Up until now it was believed that various organs and structures float in cytoplasm inside a cell. Scientists thought that messages through the cells are transferred via waves. However, this understanding is quickly changing as scientists from the University of Edinburgh discovered a cell-wide web – a communication network constructed from guide wires that transmit signals across nanoscale distances.
Scientists say that this means that there is a circuit board inside every cell, but it is not fixed in its structure like computer boards. Instead, they are rewired to change the behaviour of the cells. Scientists say that there is a huge network of guide wires, which is guiding charged molecules that transfer instruction between different organs and other structures in cytoplasm. These nanoscale movements have large consequences. For example, this is how instructions to flex or relax muscles are transfered. Eventually, these signals reach the genetic material at the heart of the cell, called the nucleus, and change which genes are expressed. This changes the entire behaviour of the cell.

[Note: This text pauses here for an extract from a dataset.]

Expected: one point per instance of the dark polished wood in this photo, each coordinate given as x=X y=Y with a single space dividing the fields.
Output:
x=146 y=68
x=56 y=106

Identifying this network is just part of the work. Now scientists will try to understand the code that controls this wiring system. It is believed that this could be the key to solving some diseases, such as pulmonary hypertension and cancer. Professor Mark Evans, one of the authors of the study, said: “The most striking thing is that this circuit is highly flexible, as this cell-wide web can rapidly reconfigure to deliver different outputs in a manner determined by the information received by and relayed from the nucleus. This is something no man-made microprocessors or circuit boards are yet capable of achieving”.
Interestingly, scientists identified the cell-wide web by studying the movement of charged calcium molecules inside cells. From previous studies scientists knew that charged calcium molecules are key at transferring messages inside of the cells. They used high-powered microscopes to observe the wiring network in a work, which is an example of an emerging field of quantum biology.
Quantum biology uses quantum mechanics and theoretical chemistry to solve biological problems. It is believed that this approach could help solving some decades-old medical problems and could even lead to new treatments to previously incurable diseases. This new way of thinking and research methods are just gaining traction, but quantum biology is already believed to have huge potential.